JanuScary, at The Hollywood, offers five new horror films | Screen | Pittsburgh | Pittsburgh City Paper

JanuScary, at The Hollywood, offers five new horror films

Films include the Iranian spooker ‘Under the Shadow’ and ‘The Void’ from Canada

The Void
The Void
If you’d like to double down on the gloom and doom of the season, the Hollywood Theater, in Dormont, is offering JanuScary, a mini-festival of five new horror films.
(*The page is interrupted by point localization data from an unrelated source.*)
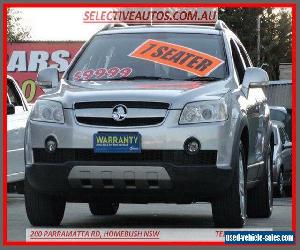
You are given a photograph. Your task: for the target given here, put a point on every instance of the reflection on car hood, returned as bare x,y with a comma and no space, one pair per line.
177,93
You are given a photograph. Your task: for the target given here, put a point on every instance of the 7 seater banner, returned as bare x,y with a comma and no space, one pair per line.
25,59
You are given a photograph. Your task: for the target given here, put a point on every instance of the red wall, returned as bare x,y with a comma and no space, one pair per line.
27,58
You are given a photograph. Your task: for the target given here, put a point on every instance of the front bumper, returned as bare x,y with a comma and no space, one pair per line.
141,182
169,135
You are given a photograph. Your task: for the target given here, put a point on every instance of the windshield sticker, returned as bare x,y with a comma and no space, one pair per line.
100,73
177,56
171,86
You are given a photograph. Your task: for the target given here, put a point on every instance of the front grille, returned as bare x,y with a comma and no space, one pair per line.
103,121
128,104
138,113
176,157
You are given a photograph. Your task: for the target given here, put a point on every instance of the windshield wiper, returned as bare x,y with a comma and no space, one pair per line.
203,78
134,78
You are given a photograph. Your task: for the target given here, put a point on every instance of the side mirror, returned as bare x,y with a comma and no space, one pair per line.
254,78
288,144
48,78
10,109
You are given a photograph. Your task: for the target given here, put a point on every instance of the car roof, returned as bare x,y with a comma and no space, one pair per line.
162,28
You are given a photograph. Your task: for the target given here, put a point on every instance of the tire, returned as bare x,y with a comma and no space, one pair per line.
229,210
288,191
43,209
260,198
279,190
104,208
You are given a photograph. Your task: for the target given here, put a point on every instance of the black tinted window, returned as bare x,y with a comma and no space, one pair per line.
244,55
237,61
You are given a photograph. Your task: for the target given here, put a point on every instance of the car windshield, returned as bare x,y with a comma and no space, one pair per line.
151,56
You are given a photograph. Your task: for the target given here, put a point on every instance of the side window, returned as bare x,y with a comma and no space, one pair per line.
238,62
13,94
245,55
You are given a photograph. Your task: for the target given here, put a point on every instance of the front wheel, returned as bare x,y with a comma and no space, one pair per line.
229,210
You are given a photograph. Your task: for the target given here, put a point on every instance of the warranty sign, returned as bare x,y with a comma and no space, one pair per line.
177,56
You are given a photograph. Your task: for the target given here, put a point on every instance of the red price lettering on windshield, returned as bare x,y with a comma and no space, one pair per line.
101,73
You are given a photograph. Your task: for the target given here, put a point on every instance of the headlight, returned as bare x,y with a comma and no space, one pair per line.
205,111
47,111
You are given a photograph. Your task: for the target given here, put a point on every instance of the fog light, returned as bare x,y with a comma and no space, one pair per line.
50,144
192,146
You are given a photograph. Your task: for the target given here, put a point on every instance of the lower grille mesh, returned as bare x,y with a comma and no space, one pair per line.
176,157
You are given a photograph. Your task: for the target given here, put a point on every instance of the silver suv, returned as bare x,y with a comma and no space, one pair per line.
172,114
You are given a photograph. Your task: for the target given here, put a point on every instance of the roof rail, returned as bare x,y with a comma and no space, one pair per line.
113,25
220,25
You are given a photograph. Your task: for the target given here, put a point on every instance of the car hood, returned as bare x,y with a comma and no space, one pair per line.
176,93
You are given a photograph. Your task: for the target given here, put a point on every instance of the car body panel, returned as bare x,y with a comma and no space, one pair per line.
16,124
245,110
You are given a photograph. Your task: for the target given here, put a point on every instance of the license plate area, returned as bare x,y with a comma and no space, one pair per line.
117,142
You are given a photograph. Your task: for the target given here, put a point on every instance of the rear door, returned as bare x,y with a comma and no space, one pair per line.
15,132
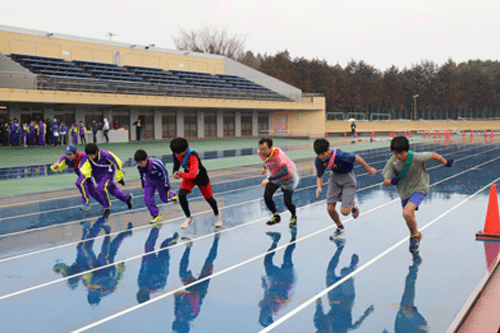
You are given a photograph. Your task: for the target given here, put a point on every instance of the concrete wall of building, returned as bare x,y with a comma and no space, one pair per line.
13,75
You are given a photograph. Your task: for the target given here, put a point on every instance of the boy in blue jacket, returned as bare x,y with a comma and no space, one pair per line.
342,183
154,177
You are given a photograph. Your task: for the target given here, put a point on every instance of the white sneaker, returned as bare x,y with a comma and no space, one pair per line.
187,222
218,221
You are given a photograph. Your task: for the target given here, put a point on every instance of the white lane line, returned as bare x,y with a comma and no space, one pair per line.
224,230
138,306
135,197
209,211
139,196
172,182
143,208
369,263
311,300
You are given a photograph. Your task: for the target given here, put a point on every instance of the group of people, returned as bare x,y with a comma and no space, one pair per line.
405,169
40,133
51,132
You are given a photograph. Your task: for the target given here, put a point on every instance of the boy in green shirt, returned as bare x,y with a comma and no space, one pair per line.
412,181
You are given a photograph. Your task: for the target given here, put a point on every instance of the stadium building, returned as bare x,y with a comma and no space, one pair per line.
45,75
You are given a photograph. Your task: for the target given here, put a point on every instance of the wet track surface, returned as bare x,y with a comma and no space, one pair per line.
67,270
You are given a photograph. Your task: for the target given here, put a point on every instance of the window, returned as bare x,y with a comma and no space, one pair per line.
210,124
229,127
263,121
246,123
169,122
122,117
190,125
92,115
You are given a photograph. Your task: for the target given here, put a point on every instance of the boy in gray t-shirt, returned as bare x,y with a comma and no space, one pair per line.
412,181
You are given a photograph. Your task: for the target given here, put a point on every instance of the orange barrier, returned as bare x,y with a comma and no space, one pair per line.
492,223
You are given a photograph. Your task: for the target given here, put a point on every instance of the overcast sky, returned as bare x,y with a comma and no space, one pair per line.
381,33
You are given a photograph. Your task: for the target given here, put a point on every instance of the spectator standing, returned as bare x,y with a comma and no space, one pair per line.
81,131
5,134
64,133
105,129
94,130
138,129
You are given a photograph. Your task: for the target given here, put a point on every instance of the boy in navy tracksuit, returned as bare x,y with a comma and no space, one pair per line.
154,176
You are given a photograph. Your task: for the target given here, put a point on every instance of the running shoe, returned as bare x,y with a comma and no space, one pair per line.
129,201
218,221
85,207
354,261
414,242
173,197
355,210
340,242
173,240
107,229
274,219
187,241
275,236
106,214
156,219
417,259
337,233
187,222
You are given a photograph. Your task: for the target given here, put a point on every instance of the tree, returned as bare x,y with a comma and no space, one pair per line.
211,40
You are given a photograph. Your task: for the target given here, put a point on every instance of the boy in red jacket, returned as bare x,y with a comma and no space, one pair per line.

Nicola Pesce’s The Eyes of My Mother (7 p.m. Fri., Jan. 27, and 7 p.m. Mon., Jan. 30) is a stylish black-and-white film that balances slow, moody sequences with some shocking acts of violence. A young girl who lives on an isolated farm witnesses a shocking act that deeply informs the very troubled young woman she becomes. It’s a deliberate slow-burner about trauma, loneliness and madness.

The Canadian entry, The Void (7 p.m. Sat., Jan. 28), directed by Jeremy Gillespie and Steven Kostanski, packs a lot in: spooky robed people, a nearly abandoned hospital, weird diseases, freaky beasts, mad scientists and a last-reel pivot into some pretty crazy time-space-life-death stuff. Not sure it all held together satisfactorily, but it was fun to watch.

Fans of The Babadook should like Babak Anvari’s Under the Shadow (7 p.m. Sun., Jan. 29, and 7 p.m. Wed., Feb. 1), an Iranian psychological spooker set during the panicky times of the Iraq-Iran war. Left alone in a Tehran apartment building, a woman and her young daughter fear they might be victims of a djinn, or supernatural evil force. Or maybe they are just stressed out?

Brian Cox and Emile Hirsch star in Andre Ovredal’s The Autopsy of Jane Doe (7 p.m. Tue., Jan. 31, and 7 p.m. Thu., Feb. 2), which establishes that the dead can talk, and might not even be dead. Running all week is the Mexican film We Are the Flesh (9 p.m. daily Jan. 27-Feb. 2), directed by Emiliano Rocha Minter. In a post-apocalyptic landscape, a brother and sister seek refuge with a deranged man; they can stay if they do as he says. But then things get weird. And sexually explicit. Best for those who dig horror out on the taboo-pushing edge and don’t need a lot of plot.